In March 2018, the US dispatched science diplomats to the Wuhan Institute of Virology, who issued two "sensitive" diplomatic cables about inadequate safety measures at the lab, the Washington Post reported, citing intelligence sources.
The first cable warned the experiments conducted in the lab on coronavirus in bats "represented a risk of a new SARS-like pandemic," according to the report.
The cable, written by two US-China embassy officials, said there is a "serious shortage of appropriately trained technicians and investigators needed to safely operate this high-containment laboratory," the New York Post reported.
The Wuhan lab was receiving aid from US organisations, including a laboratory at the University of Texas Medical Branch, but the cable suggested the US should provide additional support because the research was so dangerous.
The cables were meant to "sound the alarm" about safety conditions in the lab - and the embassy officials were calling for more support of the lab to help fix its problems, sources said.
Appearing on Nine's Today this morning, Home Affairs Minister Mr Dutton was asked about reports overnight that US intelligence now believes the virus escaped from a Chinese lab - something not long ago widely dismissed as a "conspiracy theory".
"The US is saying they've got documentation which demonstrates that the virus had a particular path or origin," Mr Dutton said, adding that he hadn't personally seen the evidence.
"I think they'll detail all of that information but I do think there will be a reset about the way in which the world interacts with China. We do want more transparency."
Mr Dutton said there had been more than 60 Australians who had died and "every one of those cases involves a tragedy of somebody very close to you being lost".
"All of those families would demand answers and transparency, I don't think it's too much to ask. It would certainly be demanded of us if Australia was at the epicentre of this virus making its way into society," he said.
There's no evidence to suggest the coronavirus currently cutting its way across the globe was engineered in a lab - but that does not exclude the possibility it escaped from the Wuhan Institute of Virology or another similar laboratory miles away in the Chinese city.
Secretary of State Mike Pompeo said the US was investigating the origins.
"What we do know is we know that this virus originated in Wuhan, China. We know there is the Wuhan Institute of Virology just a handful of miles away from where the wet market was," he said.

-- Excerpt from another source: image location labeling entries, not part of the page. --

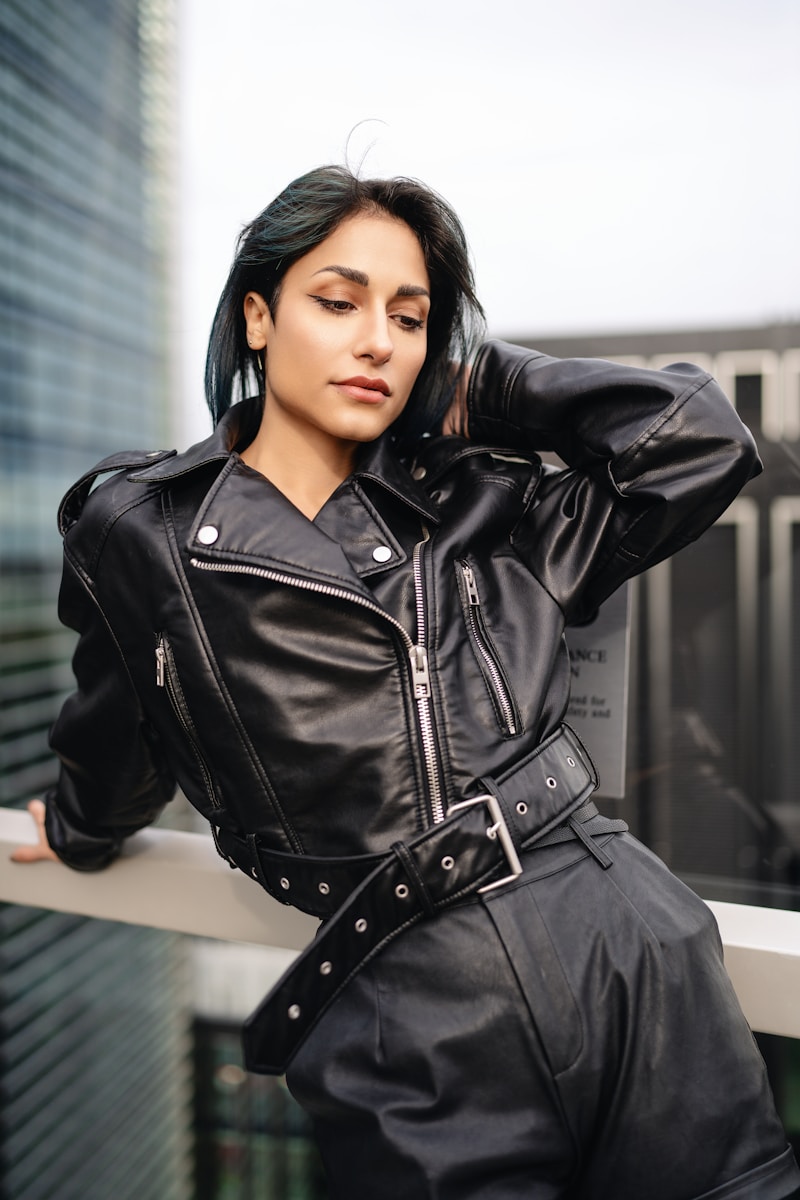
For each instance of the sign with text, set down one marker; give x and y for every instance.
(599, 664)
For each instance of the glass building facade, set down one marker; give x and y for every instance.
(95, 1059)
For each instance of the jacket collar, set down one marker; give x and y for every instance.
(378, 461)
(245, 520)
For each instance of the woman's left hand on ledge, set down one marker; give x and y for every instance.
(41, 850)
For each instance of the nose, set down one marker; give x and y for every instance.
(374, 340)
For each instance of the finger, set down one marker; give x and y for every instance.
(26, 855)
(36, 809)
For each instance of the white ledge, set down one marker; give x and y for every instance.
(178, 881)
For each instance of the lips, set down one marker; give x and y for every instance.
(365, 389)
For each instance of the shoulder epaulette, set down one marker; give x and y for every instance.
(71, 507)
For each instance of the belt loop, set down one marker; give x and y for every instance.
(596, 851)
(256, 869)
(416, 881)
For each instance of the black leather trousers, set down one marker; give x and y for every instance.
(571, 1036)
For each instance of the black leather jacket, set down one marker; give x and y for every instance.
(331, 685)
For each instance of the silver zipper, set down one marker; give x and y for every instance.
(417, 654)
(422, 691)
(167, 677)
(475, 625)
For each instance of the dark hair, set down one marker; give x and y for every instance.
(299, 219)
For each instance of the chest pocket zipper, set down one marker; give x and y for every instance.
(497, 683)
(167, 677)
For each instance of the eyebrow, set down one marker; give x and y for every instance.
(355, 276)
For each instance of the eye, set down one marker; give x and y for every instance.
(410, 323)
(338, 306)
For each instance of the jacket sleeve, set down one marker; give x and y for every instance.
(113, 778)
(653, 459)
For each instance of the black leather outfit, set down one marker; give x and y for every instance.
(328, 689)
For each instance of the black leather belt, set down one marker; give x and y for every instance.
(475, 849)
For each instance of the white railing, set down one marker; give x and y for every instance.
(176, 881)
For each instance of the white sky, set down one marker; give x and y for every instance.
(618, 166)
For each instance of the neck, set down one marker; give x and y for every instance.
(306, 465)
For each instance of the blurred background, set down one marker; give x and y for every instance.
(629, 177)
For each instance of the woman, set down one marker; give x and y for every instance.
(338, 624)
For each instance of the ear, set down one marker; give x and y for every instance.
(258, 321)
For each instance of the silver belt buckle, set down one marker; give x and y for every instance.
(498, 829)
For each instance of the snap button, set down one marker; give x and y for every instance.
(208, 534)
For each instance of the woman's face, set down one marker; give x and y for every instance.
(348, 336)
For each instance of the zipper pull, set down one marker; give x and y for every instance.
(420, 677)
(471, 586)
(161, 659)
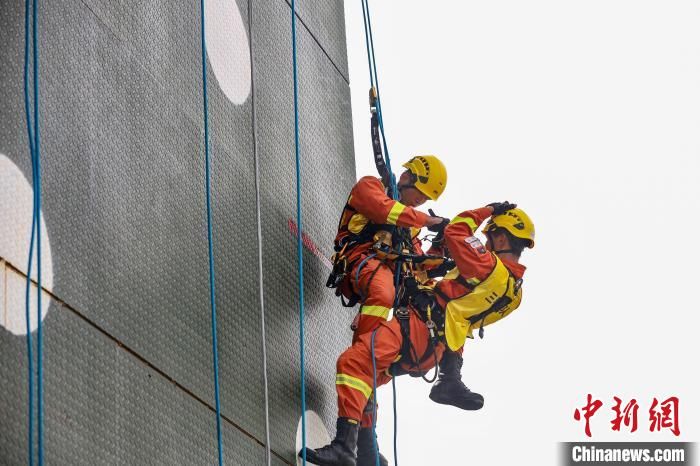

"There is still lots to learn. You should know that the United States government is working diligently to figure it out."
The Wuhan Institute of Virology was launched in 1978 after a series of other research institutes in the city merged to form the current lab, according to its English-language website.
The institute began building the lab's current "national biosafety laboratory" in Wuhan in 2005 after the 2003 SARS outbreak, the website reads.
The modern building that houses the lab, near the Yangtze River in Wuhan, was completed in 2015 and received "recognition and authentication certificate for the critical protection equipment installation and commissioning," the website reads.
It now houses research centres for 37 separate discipline groups, including a "new infectious disease research centre." It also boasts an Academic Commission with a graduate student office.